Here’s my quick and easy recipe for a Fall Inspired DIY Botanical Print Ribbons!

{Note / For our in-house dyeing there are additional steps involved in the cleaning and preparation of dyeing our ribbons, but this is my “short-cut” for beautifully dyed ribbons suitable for crafting and gift wrapping}

    1. Take your ribbon and submerge it in warm tap water to cover the ribbons. Soak for 30-40 minutes to open the fibers and allow for the best absorption of the natural dyes. Set aside and prepare your base color.

    2. Prepare your base color. You can choose from a variety of tannin-rich food items that will create an overall base hue and allow for optimal colorfastness. Here I used turmeric for a yellow base hue. [you can use coffee grounds (tans), black tea (tans), or avocado pits (pink and corals), to name a few of the options.]

    3. Add about 4 tablespoons of turmeric to a stainless steel pot and fill it  ½ full with water. Bring the turmeric to a boil and then let simmer for about 40 mins, then let the mixture cool to the touch. 

    4. Wring out your wet silk ribbons and add them to your turmeric pot. You will see the ribbons soak up the color. Simmer for 30 minutes.  After the ribbons have been in the pot for at least 30 minutes, review the color; if you love it, let the pot cool and remove the ribbons and rinse them in the sink; if you’d prefer it darker, continue to cook or rest in the pot overnight. 

    5. Once your ribbons have completed their base hue and are rinsed, gather your onion skins and a dowel (or twig). Lay out the ribbon and open up the folds so that it lays flat. Begin to roll your silk onto the dowel, adding onion skins as you go. Tightly roll the ribbons with the onion skins, creating a bit of tension so that it is tightly rolled. 

      dyi dyed ribbons

    6. Once the ribbon is wound on the dowel, tie it with a string or extra ribbon to hold it closed, then add it to a steamer basket in a stainless steel pot with a few inches of water below. Cover and steam for about 30-50 minutes.

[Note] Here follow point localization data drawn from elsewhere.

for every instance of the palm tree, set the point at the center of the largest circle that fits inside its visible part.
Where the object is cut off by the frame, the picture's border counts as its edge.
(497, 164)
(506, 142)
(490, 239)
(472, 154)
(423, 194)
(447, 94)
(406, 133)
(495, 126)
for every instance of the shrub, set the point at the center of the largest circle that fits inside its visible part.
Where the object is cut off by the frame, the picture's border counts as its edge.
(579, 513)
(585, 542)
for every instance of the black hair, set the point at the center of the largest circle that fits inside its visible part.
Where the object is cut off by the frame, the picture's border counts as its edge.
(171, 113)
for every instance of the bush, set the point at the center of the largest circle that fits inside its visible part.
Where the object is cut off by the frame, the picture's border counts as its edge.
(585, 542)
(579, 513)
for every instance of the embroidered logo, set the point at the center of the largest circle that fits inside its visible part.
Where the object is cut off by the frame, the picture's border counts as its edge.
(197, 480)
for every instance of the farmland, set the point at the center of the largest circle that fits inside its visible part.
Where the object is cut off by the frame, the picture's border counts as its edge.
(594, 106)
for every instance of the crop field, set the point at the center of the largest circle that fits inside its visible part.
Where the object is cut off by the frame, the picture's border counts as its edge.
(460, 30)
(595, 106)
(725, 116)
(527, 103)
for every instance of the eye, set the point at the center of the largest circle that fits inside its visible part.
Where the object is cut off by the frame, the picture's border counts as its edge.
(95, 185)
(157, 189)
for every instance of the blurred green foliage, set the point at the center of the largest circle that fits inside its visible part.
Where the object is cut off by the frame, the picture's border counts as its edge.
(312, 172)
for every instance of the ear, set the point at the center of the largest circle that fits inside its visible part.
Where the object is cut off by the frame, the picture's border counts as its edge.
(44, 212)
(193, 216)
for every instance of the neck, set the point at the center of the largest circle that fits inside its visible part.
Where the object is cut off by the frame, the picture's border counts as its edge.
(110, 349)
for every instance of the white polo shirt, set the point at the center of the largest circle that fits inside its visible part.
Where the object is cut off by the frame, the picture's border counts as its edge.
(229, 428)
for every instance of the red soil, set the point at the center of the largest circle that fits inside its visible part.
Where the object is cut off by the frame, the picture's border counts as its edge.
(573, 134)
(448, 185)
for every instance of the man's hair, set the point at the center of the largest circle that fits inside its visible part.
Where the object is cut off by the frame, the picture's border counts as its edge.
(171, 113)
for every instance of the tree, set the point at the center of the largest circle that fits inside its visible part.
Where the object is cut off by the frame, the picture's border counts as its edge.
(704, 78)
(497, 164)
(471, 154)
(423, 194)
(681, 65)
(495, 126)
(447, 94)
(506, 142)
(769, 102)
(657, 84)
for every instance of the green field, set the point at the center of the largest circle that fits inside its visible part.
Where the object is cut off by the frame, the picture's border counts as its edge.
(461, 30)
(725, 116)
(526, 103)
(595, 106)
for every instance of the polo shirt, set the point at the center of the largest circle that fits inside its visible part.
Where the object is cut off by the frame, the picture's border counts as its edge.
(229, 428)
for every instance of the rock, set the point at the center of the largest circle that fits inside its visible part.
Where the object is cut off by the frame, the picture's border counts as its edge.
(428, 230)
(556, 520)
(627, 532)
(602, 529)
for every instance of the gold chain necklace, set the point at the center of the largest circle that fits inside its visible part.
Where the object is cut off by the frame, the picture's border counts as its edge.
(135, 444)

    7. Turn off the heat and let it cool. Unroll the ribbons and compost the onion skins. Then, wash your ribbon in the sink with pH-neutral soap (I use Seventh Generation). 

  1. Hang to dry, and then iron on medium heat.

    TIP / After step #7, you can repeat step #5 to create layers of botanical prints. This method was used in the photos to create overlapping layers of botanical prints.  


The onion skins create a beautiful fall feel and visions of falling autumn leaves.